Fabio tem a rima correndo em seu sangue. Neto do poeta concreto Ronaldo Azeredo e sobrinho neto do também poeta Augusto de Campos, o artista afirma que sua paixão pelos versos começou por esse histórico familiar.

“O mais importante da relação com meu avô foi a introdução à arte e o acesso ao mundo da literatura. Eu bebi de muitas fontes, além da poesia concreta, como o samba. Tudo que meu avô lia eu queria também ler”, relembra.

A partir da semente plantada por seu avô, ele emergiu na cultura hip-hop. O artista acredita que o rap ajuda a mudar sua visão sobre o mundo. “O rap é uma luta, uma missão, então foi a minha forma de devolver meu privilégio em ritmo e poesia, em arte”, acrescenta.

Com a ascensão do fascismo com a eleição de Jair Bolsonaro, Brazza lembra que os valores do hip-hop são totalmente contrários ao dos presidente. “A gente vive um momento delicado e triste. É um movimento fascista global, com ideias ufanistas e nacionalistas, tentando invocar um passado perigoso”, lamenta.

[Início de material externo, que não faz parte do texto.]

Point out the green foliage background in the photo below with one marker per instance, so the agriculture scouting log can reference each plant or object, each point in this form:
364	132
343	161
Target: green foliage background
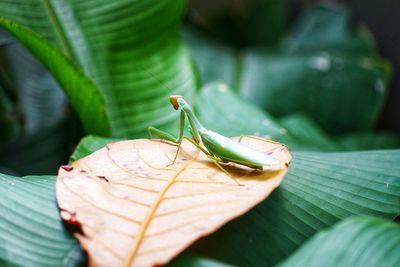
317	85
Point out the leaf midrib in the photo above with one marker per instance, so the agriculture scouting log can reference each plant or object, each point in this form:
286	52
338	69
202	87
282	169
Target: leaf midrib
144	226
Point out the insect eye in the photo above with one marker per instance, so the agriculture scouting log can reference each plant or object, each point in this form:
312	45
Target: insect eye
174	100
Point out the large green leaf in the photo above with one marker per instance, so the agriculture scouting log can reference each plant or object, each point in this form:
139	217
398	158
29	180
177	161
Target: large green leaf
83	94
308	135
256	22
221	110
41	152
216	61
369	140
354	242
340	92
31	231
327	27
40	100
131	49
8	117
319	190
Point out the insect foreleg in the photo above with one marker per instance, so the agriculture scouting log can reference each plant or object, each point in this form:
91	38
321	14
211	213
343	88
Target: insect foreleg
166	136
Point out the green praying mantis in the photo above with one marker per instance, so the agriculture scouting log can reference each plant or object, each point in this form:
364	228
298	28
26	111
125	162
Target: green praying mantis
218	148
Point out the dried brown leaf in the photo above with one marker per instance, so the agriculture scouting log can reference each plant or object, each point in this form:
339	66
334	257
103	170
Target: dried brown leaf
135	209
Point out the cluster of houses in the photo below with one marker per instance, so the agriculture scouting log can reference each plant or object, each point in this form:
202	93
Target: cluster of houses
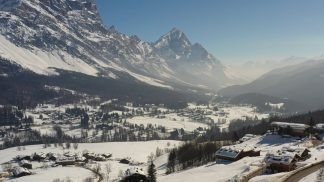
234	153
25	161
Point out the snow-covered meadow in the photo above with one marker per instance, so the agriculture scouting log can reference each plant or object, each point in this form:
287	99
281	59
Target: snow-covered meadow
137	152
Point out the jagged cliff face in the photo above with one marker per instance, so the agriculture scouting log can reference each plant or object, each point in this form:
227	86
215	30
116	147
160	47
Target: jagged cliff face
44	35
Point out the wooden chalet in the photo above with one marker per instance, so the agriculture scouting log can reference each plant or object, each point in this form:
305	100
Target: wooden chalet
20	171
235	154
281	162
293	129
25	164
134	175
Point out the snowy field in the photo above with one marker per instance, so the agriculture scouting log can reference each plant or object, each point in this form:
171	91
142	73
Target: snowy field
221	172
170	122
138	152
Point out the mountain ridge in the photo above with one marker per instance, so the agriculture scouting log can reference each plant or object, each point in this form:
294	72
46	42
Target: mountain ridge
69	34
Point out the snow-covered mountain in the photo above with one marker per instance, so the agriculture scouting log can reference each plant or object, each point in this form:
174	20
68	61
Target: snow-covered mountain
192	63
45	35
302	83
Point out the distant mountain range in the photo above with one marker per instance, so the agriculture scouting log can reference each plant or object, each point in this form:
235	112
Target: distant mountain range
45	35
301	83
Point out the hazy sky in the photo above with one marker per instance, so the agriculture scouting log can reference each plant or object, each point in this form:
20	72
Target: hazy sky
232	30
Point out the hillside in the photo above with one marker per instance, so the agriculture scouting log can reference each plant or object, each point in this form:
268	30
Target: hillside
302	83
43	36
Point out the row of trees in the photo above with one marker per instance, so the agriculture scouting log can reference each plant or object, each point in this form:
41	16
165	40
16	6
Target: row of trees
192	154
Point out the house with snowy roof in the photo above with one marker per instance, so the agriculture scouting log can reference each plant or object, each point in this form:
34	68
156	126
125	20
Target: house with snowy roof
293	129
134	174
281	162
236	153
285	159
20	171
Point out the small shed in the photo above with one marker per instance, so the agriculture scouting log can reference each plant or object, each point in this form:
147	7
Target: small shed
301	152
23	157
235	153
39	156
134	175
20	171
281	162
66	161
25	164
124	161
293	129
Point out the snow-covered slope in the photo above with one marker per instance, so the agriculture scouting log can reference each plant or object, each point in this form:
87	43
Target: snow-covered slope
68	34
302	83
192	63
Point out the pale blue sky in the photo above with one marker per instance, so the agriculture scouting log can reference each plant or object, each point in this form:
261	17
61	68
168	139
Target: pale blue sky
232	30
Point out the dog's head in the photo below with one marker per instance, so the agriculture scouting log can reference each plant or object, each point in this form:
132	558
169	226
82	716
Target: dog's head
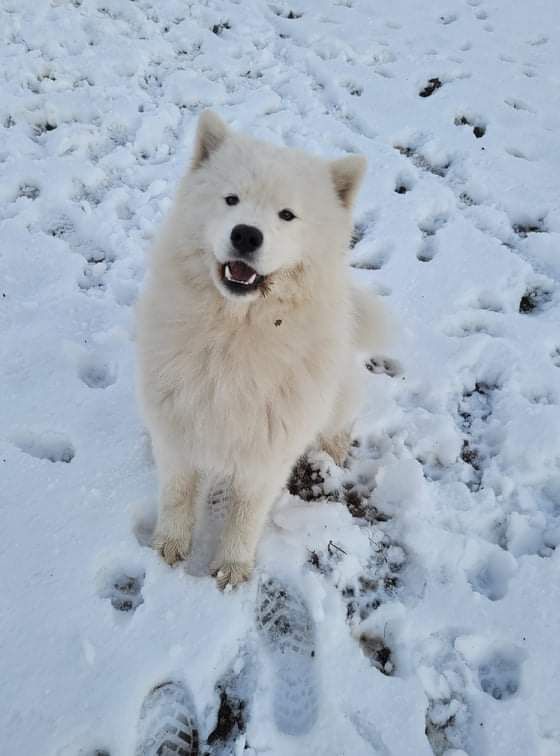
257	212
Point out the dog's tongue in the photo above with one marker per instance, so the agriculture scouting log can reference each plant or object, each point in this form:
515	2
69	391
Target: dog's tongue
240	272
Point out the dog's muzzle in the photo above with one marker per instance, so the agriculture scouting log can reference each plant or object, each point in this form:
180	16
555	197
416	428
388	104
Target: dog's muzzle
240	278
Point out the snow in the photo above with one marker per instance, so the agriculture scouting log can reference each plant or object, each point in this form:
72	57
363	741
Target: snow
429	591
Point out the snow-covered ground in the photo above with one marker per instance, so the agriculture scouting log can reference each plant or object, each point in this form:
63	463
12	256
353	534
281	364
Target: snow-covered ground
405	605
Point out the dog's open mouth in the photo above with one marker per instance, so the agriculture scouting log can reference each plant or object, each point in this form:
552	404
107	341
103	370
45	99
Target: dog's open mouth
239	277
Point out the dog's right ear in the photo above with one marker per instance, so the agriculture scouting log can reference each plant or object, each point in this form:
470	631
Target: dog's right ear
210	134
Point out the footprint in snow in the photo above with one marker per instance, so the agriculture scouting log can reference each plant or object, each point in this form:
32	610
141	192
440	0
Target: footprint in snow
124	590
167	722
234	691
384	366
287	631
96	372
499	675
55	447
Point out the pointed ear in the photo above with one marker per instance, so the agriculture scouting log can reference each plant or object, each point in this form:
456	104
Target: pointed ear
347	174
210	134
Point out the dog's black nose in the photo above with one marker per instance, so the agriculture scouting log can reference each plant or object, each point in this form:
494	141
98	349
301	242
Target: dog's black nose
246	239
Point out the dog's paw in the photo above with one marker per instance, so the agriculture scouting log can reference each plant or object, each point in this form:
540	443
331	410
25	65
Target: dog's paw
231	574
172	550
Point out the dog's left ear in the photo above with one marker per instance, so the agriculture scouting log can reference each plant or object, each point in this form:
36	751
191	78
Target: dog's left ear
347	174
210	134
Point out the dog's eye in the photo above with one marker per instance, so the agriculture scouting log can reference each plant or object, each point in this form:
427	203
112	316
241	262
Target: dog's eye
286	214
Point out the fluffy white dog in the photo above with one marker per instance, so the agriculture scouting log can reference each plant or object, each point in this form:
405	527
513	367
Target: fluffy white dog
249	329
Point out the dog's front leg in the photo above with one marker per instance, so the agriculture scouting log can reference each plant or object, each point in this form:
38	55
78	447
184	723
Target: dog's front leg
176	514
250	506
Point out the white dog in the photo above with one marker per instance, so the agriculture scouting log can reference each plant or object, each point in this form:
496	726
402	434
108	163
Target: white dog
248	332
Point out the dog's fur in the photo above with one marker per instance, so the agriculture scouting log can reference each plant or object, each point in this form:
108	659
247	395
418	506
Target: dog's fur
241	386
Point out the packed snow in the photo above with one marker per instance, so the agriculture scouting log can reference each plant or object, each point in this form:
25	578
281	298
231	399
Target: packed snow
406	604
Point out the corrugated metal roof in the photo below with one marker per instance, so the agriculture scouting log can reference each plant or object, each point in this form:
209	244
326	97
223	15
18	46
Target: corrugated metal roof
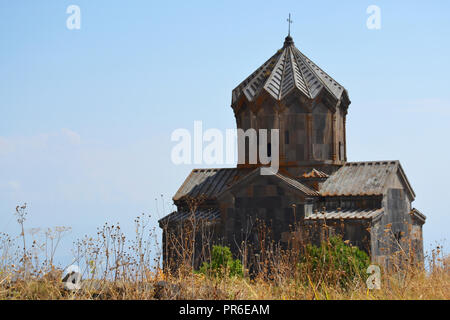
210	214
209	182
346	214
284	71
418	215
300	186
313	174
359	178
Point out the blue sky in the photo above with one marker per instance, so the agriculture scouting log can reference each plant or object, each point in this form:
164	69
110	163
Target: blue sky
86	115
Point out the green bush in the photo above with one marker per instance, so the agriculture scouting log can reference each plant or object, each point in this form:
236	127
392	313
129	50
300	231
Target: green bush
334	262
222	263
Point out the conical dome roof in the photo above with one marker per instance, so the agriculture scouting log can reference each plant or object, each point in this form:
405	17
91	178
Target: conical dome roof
288	70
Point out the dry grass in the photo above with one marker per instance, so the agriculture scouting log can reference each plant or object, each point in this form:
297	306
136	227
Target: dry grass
116	268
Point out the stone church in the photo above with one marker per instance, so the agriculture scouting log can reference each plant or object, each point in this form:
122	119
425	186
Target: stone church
315	190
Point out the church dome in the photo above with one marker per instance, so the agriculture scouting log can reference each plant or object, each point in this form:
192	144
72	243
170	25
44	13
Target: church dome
287	70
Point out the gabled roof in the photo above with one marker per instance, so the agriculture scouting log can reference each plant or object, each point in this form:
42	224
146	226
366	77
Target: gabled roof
209	183
314	174
418	215
285	71
282	178
370	214
364	178
211	214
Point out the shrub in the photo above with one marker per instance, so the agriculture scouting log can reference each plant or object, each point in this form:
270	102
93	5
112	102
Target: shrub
334	262
222	263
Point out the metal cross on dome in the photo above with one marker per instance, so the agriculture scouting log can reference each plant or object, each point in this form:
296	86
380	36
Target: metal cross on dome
289	22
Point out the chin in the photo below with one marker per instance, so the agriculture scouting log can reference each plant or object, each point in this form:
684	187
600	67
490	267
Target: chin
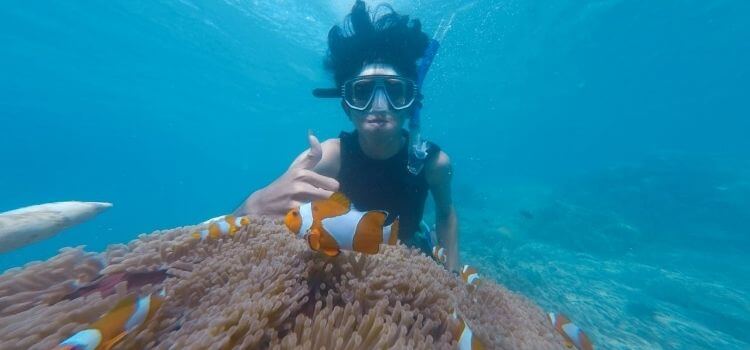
381	129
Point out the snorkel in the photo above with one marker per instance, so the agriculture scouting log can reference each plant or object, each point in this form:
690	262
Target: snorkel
417	150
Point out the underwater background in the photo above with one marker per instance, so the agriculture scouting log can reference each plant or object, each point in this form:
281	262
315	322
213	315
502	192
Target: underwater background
600	148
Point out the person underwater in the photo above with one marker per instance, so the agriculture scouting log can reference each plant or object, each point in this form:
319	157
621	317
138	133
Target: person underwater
129	314
374	58
332	224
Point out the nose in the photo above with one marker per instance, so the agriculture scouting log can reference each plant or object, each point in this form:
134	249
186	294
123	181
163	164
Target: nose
379	101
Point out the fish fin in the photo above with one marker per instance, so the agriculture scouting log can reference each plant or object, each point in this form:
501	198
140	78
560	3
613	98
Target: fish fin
394	232
214	231
369	232
328	208
107	345
328	243
340	198
232	225
313	239
476	344
330	252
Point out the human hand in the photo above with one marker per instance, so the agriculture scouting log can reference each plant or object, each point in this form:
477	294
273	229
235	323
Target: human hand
299	184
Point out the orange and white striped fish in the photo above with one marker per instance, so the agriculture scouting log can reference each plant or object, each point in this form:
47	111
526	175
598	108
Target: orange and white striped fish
570	332
464	336
332	225
438	253
226	225
129	314
470	276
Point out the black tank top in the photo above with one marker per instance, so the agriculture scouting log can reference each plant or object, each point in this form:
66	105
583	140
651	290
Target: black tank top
374	184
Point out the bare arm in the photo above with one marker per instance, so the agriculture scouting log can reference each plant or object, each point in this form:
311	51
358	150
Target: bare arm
309	177
439	174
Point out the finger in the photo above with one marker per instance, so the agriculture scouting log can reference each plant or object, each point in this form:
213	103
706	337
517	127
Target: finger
321	181
310	193
313	155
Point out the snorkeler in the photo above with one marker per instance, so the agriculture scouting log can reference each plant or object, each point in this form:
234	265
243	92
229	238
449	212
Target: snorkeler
374	65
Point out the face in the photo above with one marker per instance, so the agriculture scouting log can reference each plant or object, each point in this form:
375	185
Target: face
379	119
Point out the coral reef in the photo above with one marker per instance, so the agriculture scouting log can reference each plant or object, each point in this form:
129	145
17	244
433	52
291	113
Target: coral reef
264	288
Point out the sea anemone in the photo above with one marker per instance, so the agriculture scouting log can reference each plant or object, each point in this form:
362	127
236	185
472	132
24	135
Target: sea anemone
264	288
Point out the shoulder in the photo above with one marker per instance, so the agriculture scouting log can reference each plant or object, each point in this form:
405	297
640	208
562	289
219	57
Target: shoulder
438	169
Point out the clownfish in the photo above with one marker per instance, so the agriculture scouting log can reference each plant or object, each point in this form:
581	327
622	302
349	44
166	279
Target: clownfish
438	253
110	329
570	332
464	336
470	276
331	225
222	226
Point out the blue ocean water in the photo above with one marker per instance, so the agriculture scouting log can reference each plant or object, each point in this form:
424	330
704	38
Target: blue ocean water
600	151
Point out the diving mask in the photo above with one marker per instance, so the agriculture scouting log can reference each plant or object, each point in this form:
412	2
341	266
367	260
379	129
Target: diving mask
358	93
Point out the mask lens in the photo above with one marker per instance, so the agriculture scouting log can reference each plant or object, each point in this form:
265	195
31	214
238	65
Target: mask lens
401	92
359	92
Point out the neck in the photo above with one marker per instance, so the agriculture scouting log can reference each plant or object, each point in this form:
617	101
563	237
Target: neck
381	147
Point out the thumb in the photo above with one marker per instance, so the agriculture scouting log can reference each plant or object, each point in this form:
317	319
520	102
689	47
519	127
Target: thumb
314	154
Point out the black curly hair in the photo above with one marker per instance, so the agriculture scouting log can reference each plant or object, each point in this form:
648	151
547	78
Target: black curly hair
385	37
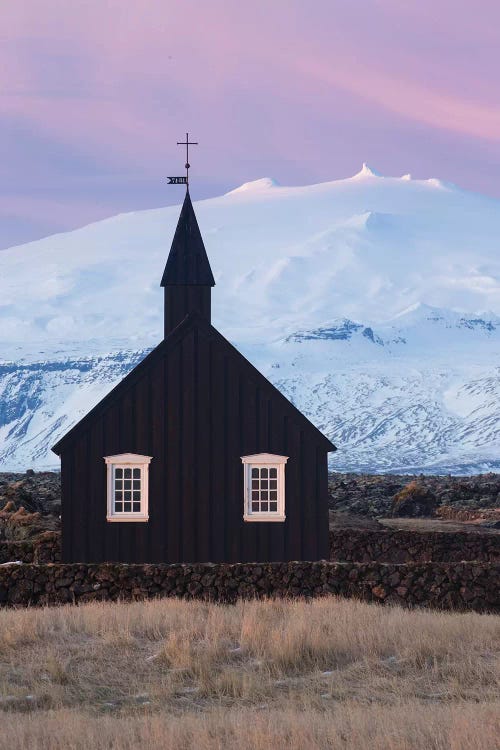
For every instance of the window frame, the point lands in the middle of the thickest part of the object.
(269, 461)
(127, 461)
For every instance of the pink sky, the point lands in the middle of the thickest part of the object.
(94, 95)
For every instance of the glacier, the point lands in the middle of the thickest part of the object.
(372, 302)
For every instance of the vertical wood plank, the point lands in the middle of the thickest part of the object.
(188, 456)
(202, 454)
(157, 499)
(217, 457)
(172, 456)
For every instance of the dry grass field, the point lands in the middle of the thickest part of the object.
(290, 675)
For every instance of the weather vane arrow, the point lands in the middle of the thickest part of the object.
(183, 180)
(177, 181)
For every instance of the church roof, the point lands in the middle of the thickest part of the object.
(187, 262)
(204, 327)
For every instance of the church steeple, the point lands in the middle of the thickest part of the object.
(187, 278)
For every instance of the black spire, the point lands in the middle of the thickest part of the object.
(187, 261)
(188, 278)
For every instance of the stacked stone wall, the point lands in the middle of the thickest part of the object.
(460, 586)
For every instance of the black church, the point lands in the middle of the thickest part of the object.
(194, 456)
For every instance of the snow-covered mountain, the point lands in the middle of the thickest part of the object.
(373, 302)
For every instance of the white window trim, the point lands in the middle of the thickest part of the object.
(126, 461)
(269, 460)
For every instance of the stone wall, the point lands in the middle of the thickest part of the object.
(462, 586)
(394, 546)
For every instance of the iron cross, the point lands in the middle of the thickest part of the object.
(187, 143)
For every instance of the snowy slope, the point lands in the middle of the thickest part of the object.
(372, 302)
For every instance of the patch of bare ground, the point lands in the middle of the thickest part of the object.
(330, 673)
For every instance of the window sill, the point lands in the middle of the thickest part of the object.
(121, 519)
(264, 517)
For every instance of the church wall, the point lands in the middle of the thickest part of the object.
(196, 412)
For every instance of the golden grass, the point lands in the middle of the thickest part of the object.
(331, 673)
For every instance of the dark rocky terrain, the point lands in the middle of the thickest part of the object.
(375, 496)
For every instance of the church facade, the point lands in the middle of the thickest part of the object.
(194, 456)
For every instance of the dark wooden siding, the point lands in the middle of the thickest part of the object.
(196, 409)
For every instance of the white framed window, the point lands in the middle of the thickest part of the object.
(264, 487)
(127, 487)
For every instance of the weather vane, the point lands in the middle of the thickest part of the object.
(183, 180)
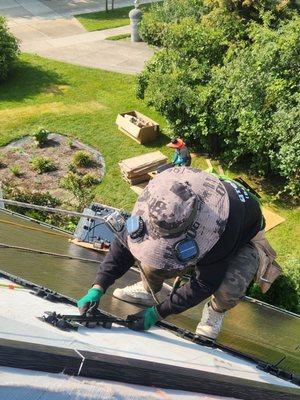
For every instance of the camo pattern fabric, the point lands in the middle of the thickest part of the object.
(241, 271)
(178, 203)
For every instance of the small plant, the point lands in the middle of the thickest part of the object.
(71, 144)
(74, 184)
(82, 159)
(41, 137)
(16, 170)
(42, 164)
(14, 149)
(72, 168)
(90, 179)
(2, 163)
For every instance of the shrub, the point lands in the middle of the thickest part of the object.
(2, 163)
(16, 170)
(82, 159)
(9, 49)
(90, 179)
(74, 184)
(227, 80)
(72, 168)
(283, 293)
(41, 137)
(42, 164)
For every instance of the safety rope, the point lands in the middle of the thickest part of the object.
(48, 253)
(34, 228)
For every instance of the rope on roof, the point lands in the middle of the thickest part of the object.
(34, 229)
(48, 253)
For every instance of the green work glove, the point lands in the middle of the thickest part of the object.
(143, 320)
(90, 302)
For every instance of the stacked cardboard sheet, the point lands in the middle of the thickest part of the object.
(136, 169)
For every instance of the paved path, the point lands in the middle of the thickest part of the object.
(48, 28)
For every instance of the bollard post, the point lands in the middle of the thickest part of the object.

Apesar disso, Fabio Brazza afirma que o atual presidente é reflexo de uma elite acuada e acredita numa mudança positiva a curto prazo. “Essa mentalidade branca e colonial vai acabar. Apesar do Bolsonaro ter ganhado força, isso é motivado pela fragilização do status quo, então acredito que o fascismo não durará muito tempo”, finaliza.